We claim John Denver in these parts, and I sang many a "Sweet Surrender" (coincidentally the title of my post today) to get T & R to sleep when they were babies.

Me? I love Klezmer music.

So nice of you to take us along!

MrsSpock said...

I have both his greatest hits album. They're loaded onto my Ipod. I even met his brother at an environmental conference in '01.

The pics are fantabulous....

Anonymous said...

For the first six months of my marriage, and for a year before that, my DH lived in Ohio and I was still in school at U.Va. and I drove through W.Va. many, many times.
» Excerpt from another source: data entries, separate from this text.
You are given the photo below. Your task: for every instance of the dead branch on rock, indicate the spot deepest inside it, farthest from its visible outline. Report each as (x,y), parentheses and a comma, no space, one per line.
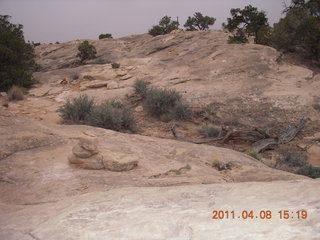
(264,144)
(290,134)
(250,136)
(285,137)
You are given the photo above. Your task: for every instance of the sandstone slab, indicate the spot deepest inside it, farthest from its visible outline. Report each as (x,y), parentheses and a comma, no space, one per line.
(119,162)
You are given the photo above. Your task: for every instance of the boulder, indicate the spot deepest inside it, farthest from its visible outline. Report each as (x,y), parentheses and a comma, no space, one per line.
(113,85)
(119,162)
(95,84)
(94,162)
(86,155)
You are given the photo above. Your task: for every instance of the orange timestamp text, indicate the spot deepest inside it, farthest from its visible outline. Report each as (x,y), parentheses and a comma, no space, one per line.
(260,214)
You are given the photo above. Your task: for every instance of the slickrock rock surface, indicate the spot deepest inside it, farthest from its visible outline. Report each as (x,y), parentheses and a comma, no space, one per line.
(79,182)
(181,212)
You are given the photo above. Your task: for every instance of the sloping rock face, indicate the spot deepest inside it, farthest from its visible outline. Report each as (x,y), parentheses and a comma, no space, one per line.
(181,212)
(17,135)
(202,66)
(44,174)
(86,155)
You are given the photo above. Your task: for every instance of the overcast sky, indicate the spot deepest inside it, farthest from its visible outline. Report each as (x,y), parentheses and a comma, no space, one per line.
(63,20)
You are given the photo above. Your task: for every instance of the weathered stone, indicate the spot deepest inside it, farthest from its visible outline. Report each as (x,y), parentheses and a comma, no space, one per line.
(39,92)
(119,162)
(88,144)
(126,77)
(81,152)
(96,84)
(94,162)
(113,85)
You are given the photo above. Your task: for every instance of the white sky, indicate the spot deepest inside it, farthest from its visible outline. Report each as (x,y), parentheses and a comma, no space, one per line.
(63,20)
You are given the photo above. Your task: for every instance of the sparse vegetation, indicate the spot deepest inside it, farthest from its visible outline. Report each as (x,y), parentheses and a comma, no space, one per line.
(16,58)
(141,88)
(199,22)
(115,65)
(238,38)
(209,131)
(75,76)
(107,35)
(76,110)
(310,171)
(86,51)
(291,158)
(161,101)
(247,21)
(299,30)
(166,25)
(180,170)
(15,93)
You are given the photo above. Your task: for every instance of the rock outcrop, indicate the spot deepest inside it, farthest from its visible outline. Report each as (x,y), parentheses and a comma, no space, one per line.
(86,155)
It is just beautiful, even from the highway.

Rebeccah said...

Love the photos! (And if you name any John Denver song, I'll sing along with you.)

Cassandra said...

Whenever I happen to know all of the lyrics to a John Denver song, and there are a few, my husband mutters something under his breath about goyim.
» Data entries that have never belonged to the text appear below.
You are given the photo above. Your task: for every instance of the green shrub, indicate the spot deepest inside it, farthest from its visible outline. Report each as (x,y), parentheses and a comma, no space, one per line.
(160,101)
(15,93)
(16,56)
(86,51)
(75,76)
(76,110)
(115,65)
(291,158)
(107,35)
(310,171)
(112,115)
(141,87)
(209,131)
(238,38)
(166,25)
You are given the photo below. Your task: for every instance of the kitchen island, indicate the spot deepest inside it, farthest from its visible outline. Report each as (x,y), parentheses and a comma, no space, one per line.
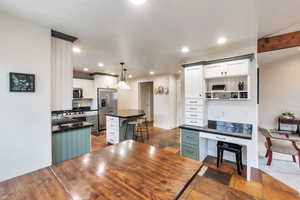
(70,140)
(128,171)
(117,125)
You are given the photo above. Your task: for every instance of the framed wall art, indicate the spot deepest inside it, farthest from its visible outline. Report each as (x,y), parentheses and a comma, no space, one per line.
(19,82)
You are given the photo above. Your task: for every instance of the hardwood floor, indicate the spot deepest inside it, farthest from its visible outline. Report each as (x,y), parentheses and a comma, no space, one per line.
(214,183)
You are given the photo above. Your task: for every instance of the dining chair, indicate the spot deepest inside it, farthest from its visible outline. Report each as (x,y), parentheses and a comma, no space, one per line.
(277,143)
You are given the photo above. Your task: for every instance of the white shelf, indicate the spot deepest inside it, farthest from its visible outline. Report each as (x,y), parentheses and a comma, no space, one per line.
(228,92)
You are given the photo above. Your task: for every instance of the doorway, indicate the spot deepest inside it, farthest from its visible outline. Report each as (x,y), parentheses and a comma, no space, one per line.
(146,99)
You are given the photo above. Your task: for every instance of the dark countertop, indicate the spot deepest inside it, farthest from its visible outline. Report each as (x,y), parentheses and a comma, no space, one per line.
(70,126)
(126,113)
(238,130)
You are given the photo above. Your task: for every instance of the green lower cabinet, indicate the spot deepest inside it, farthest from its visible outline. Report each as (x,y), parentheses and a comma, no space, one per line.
(190,144)
(70,144)
(126,132)
(94,120)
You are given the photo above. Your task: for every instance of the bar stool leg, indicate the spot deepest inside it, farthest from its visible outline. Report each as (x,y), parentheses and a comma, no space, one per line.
(218,157)
(141,134)
(222,152)
(241,159)
(126,137)
(237,157)
(147,130)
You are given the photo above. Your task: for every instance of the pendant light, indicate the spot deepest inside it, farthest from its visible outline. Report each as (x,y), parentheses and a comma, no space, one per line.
(122,83)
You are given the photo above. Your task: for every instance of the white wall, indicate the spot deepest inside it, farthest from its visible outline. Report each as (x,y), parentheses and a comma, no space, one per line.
(164,105)
(25,139)
(279,92)
(102,81)
(88,87)
(61,74)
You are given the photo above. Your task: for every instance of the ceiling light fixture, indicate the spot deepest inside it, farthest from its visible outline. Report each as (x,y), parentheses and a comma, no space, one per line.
(185,49)
(76,49)
(137,2)
(122,83)
(222,40)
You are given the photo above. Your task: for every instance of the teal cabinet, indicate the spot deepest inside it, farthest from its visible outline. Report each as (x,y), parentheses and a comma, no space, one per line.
(190,144)
(71,143)
(94,120)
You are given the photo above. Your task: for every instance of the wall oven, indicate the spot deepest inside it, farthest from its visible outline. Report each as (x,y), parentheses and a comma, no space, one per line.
(77,93)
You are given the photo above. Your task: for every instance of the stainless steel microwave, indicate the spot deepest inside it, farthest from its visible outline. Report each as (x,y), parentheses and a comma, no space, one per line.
(77,93)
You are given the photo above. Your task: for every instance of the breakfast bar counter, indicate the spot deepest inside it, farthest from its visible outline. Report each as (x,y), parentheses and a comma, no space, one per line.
(117,127)
(128,170)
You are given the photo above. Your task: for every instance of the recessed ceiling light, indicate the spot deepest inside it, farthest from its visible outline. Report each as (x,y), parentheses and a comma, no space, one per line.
(76,49)
(137,2)
(222,40)
(185,49)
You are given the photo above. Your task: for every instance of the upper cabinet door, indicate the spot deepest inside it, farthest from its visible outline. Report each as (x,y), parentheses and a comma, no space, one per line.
(194,82)
(214,70)
(236,68)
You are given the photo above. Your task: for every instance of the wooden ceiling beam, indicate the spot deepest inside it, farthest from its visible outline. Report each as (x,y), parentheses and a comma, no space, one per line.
(277,42)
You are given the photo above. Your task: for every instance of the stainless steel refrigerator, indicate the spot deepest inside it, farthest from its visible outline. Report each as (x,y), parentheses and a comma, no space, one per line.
(107,100)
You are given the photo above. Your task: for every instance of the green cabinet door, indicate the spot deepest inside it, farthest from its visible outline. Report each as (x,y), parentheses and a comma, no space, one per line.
(94,120)
(69,144)
(190,144)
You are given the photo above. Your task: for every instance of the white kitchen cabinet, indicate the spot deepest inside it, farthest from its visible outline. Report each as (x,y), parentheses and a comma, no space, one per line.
(236,68)
(227,69)
(112,130)
(214,70)
(87,87)
(194,82)
(194,99)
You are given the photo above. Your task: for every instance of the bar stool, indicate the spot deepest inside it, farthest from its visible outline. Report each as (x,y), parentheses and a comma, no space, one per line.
(144,125)
(138,130)
(235,148)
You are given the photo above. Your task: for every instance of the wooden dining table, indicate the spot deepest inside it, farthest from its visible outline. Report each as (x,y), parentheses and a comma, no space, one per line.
(125,171)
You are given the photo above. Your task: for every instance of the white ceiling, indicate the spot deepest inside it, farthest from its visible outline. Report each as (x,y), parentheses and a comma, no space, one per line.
(277,15)
(149,37)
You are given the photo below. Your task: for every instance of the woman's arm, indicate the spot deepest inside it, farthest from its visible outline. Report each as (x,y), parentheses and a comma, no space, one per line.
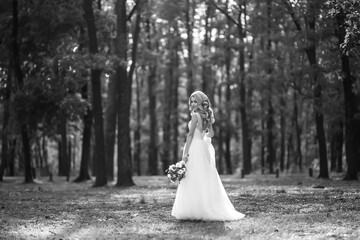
(189,137)
(210,133)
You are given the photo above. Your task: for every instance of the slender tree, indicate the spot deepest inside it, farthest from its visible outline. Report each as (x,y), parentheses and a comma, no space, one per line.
(152,83)
(313,8)
(101,179)
(124,175)
(19,76)
(350,121)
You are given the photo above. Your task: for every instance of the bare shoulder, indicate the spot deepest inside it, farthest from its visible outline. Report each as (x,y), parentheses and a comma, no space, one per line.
(195,116)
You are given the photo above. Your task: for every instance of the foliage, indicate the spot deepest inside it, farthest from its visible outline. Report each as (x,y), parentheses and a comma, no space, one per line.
(351,8)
Your Dead/Red sea struggle reminds me of a conversation with DH's youngest sister years and years ago when she was 6 years old. The family was planning a trip to Israel with the whole family including grandparents "while they can still travel" -- it never happened, since one grandparent soon after became unable to travel and then died, and the planning never resumed.

Anyway, while the trip was still in the works, we'd all been discussing it a lot, and the 6-year-old declared that she refused to go swimming in the Dead Sea. I pointed out how much fun her brother once had in the Dead Sea since you float so much due to the high salt content. "No. It's the Dead Sea. I don't want to die." You don't die, it's just called that. It's fine, really. Your brother has been swimming in the Dead Sea and he's still alive. "No." How about the Red Sea? "No." Mediterranean Sea? "No." Sea of Galilee? Jordan River? "No. Does Israel have a pool? I'll only go swimming if they have a pool."

WiseGuy said...

That was a beautiful post....and it introed me to places about which I had no idea!

Artblog said...

Wow that's looks good! Cute tales too :) x

Fertilized said...

excellent day trip! I am so inspired by the lessons, memories and cultures your children are going to be able to share with everyone

Billy said...

Talking of the Dead Sea..
I was looking for a postcard to send the class who is searching for the Gingerbread Man. I wanted to send a postcard of Tel-Aviv, which is in the whereabouts of where I live, but couldn't find one. In fact they hardly had any good postcards (O.K, I didn't go to any tourist attraction where one might find some). The only decent postcard I could find was from the Dead Sea.. So I will be Billy from the Dead Sea :-).

Lisa said...

I <3 you!! Anyone who can get John Denver, camp memories, and Klezmer music into the same extended thought deserves to be loved!

Anonymous said...

We lived in West Virginia for about six years, but in the southern part of the state. Just as pretty, but not quite as artsy. I liked that John Denver song when we moved there. Not so much when we left! You hear it everywhere...

Another beautiful place in WV you might like is Snowshoe. Not quite a day trip for you though, I don't think! Here's the link..


Breathtaking and magical year round......many wonderful memories from that place.

Glad y'all had fun, love your pics!!

beagle said...

Thanks for taking us on the virtual journey!

Barb said...


Bea said...

Dude, your photography is really coming along. Also, why am I using "dude" so much today? Also, holy fuck you have written a lot of posts since I last checked in.